KONTAN.CO.ID – JAKARTA. PT Bank Mandiri Tbk akan menggelar Rapat Umum Pemegang Saham Luar Biasa (RUPSLB) besok, Rabu (21/10). Tentunya salah satu agenda utama tidak lain adalah penetapan kursi direktur utama yang saat ini kosong setelah direktur utama sebelumnya Royke Tumilaar ditugaskan untuk memimpin PT Bank Negara Indonesia Tbk (BNI).

Posisi direktur pelaksana yang kosong di salah satu bank terbesar di tanah air ini juga membawa banyak informasi yang beredar di pasar. Menurut sumber KONTAN, sebenarnya ada beberapa nama calon penerus Royke untuk memimpin bank berkode saham tersebut BMRI itu. Namun, dia yakin kursi tersebut akan diisi secara internal oleh perseroan.

“Kemungkinan besar akan datang dari dalam (internal), artinya ada direksi yang akan naik,” ujarnya belum lama ini. Menurut informasi berbeda, nama direksi Bank Mandiri memang calon Direktur Utama.

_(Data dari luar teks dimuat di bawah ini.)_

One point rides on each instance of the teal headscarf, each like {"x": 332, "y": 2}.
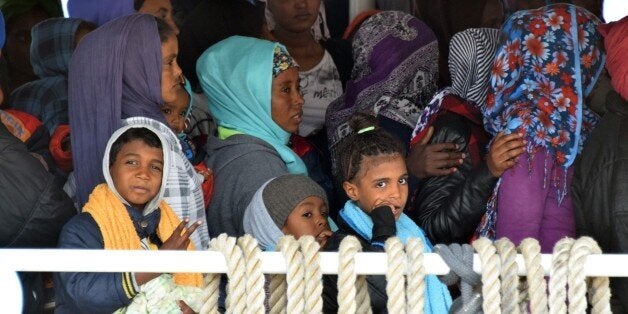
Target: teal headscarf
{"x": 236, "y": 75}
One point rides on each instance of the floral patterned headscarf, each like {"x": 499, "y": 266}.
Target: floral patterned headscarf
{"x": 548, "y": 63}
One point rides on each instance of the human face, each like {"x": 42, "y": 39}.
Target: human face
{"x": 286, "y": 100}
{"x": 175, "y": 112}
{"x": 381, "y": 180}
{"x": 295, "y": 16}
{"x": 171, "y": 74}
{"x": 17, "y": 47}
{"x": 161, "y": 9}
{"x": 309, "y": 217}
{"x": 137, "y": 172}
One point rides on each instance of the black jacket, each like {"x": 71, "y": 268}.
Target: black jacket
{"x": 449, "y": 208}
{"x": 33, "y": 208}
{"x": 600, "y": 188}
{"x": 376, "y": 284}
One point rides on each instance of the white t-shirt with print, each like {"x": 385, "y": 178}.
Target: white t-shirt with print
{"x": 320, "y": 86}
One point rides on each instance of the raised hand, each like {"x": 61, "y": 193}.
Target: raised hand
{"x": 503, "y": 152}
{"x": 429, "y": 160}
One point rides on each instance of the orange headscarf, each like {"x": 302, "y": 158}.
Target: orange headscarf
{"x": 616, "y": 43}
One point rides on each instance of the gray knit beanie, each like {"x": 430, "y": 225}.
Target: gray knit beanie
{"x": 284, "y": 193}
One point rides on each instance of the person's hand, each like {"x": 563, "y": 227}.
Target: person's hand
{"x": 503, "y": 152}
{"x": 430, "y": 160}
{"x": 180, "y": 239}
{"x": 185, "y": 309}
{"x": 322, "y": 237}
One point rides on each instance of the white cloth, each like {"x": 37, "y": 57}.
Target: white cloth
{"x": 320, "y": 86}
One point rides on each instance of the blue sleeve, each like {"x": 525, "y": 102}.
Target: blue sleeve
{"x": 90, "y": 292}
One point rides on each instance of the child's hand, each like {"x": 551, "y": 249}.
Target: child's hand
{"x": 322, "y": 237}
{"x": 179, "y": 241}
{"x": 503, "y": 152}
{"x": 185, "y": 309}
{"x": 429, "y": 160}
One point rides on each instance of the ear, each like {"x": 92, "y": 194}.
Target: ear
{"x": 351, "y": 190}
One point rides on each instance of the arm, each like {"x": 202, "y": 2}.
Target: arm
{"x": 91, "y": 292}
{"x": 449, "y": 208}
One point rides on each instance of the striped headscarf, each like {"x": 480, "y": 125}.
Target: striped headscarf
{"x": 547, "y": 64}
{"x": 395, "y": 74}
{"x": 51, "y": 49}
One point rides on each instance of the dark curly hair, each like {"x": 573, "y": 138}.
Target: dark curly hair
{"x": 369, "y": 143}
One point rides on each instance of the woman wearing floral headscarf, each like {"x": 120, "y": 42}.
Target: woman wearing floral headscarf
{"x": 394, "y": 76}
{"x": 548, "y": 63}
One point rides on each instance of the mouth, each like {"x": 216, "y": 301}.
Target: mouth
{"x": 298, "y": 117}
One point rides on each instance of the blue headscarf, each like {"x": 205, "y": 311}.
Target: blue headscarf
{"x": 236, "y": 75}
{"x": 115, "y": 73}
{"x": 51, "y": 49}
{"x": 99, "y": 11}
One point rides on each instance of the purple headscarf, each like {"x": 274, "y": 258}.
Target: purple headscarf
{"x": 115, "y": 73}
{"x": 394, "y": 76}
{"x": 99, "y": 11}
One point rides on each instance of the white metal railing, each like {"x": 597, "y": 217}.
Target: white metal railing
{"x": 54, "y": 260}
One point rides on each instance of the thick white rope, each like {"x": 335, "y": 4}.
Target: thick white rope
{"x": 490, "y": 275}
{"x": 289, "y": 247}
{"x": 211, "y": 284}
{"x": 415, "y": 290}
{"x": 236, "y": 288}
{"x": 395, "y": 279}
{"x": 558, "y": 276}
{"x": 600, "y": 294}
{"x": 531, "y": 251}
{"x": 349, "y": 246}
{"x": 313, "y": 274}
{"x": 509, "y": 275}
{"x": 255, "y": 279}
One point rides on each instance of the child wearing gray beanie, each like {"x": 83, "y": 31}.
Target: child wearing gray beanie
{"x": 290, "y": 204}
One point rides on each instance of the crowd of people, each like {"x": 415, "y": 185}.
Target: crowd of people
{"x": 158, "y": 125}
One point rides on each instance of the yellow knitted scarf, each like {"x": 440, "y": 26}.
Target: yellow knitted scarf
{"x": 119, "y": 233}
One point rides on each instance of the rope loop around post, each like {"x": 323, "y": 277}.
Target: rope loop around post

Baca juga: Dengan outlook stabil, Taspen mendapatkan peringkat triple A dari Pefindo

Kandidat tersebut adalah Hery Gunardi, yang saat ini menjabat sebagai wakil direktur pelaksana sekaligus penjabat (Plt) direktur utama Bank Mandiri saat ini.

Wajar jika nama Hery digaungkan, karena kiprahnya di dunia perbankan memang lumayan lama dan bisa dibilang dia salah satu bankir senior di Tanah Air. Hery juga pernah menjadi anggota tim merger pendirian Bank Mandiri pada 1998-1999.

Ia juga pernah menduduki beberapa posisi penting di Mandiri Group seperti Direktur AXA Mandiri Financial Services tahun 2003-2006, manajemen kekayaan kepala kelompok merangkap sebagai Komisaris Utama AXA Mandiri Financial Services (2006-2009) dan kemudian menjadi group head jaringan Jakarta (2009-2011, dan terus berlanjut jaringan distribusi kepala kelompok 2011-2013 tahun yang lalu.

READ  Suku bunga deposito tertinggi adalah 5,63%, lihat suku bunga deposito terakhir bank akhir pekan ini

Hery juga pernah menjabat berbagai posisi direksi di Bank Mandiri, seperti direktur mikro dan ritel, direktur konsumer, direktur distribusi, Direktur bisnis kecil & jaringan, dan sutradara transaksi konsumen & eceran sampai posisi terakhirnya sebagai wakil direktur pelaksana.

Calon internal yang juga dibisikkan oleh sumber KONTAN, yakni Darmawan Junaidi. Darmawan bahkan digadang-gadang sebagai salah satu calon terkuat. Sama seperti Hery, Darmawan juga membesarkan nama dan seluruh karirnya di Bank Mandiri, tepatnya dari tahun 1999 hingga saat ini.

Baca juga: Begini Nasib Industri Perbankan Saat Pandemi Virus Corona (Covid-19)

Adapun saat ini, Darmawan dipercaya oleh pemegang saham melalui Rapat Umum Pemegang Saham Desember 2019 untuk kembali menjabat sebagai direktur perbendaharaan, perbankan internasional dan manajemen aset khusus. Darmawan bisa dikatakan memiliki peran penting di Bank Mandiri, posisinya sebagai direktur tresuri tentu membuatnya bertanggung jawab untuk menjaga kestabilan likuiditas Bank Mandiri, sekaligus mencari rejeki dari bisnis tresuri.

Ia juga bertanggung jawab untuk mengelola perbaikan kredit atau pemulihan pinjaman hingga solusi transaksi perbankan untuk segmen korporasi atau grosir. Meski berkarir lebih lama di Bank Mandiri, Darmawan juga sempat menjajal posisi sebagai direktur keuangan di sebuah perusahaan milik negara, yakni PT Semen Indonesia Tbk.

DONASI, Dapatkan Voucher Gratis!

Dukungan Anda akan menambah semangat kami untuk menyajikan artikel-artikel yang berkualitas dan bermanfaat.

Sebagai ungkapan terima kasih atas perhatiannya, terdapat voucher gratis senilai donasi yang dapat digunakan berbelanja TOKO SELAMAT.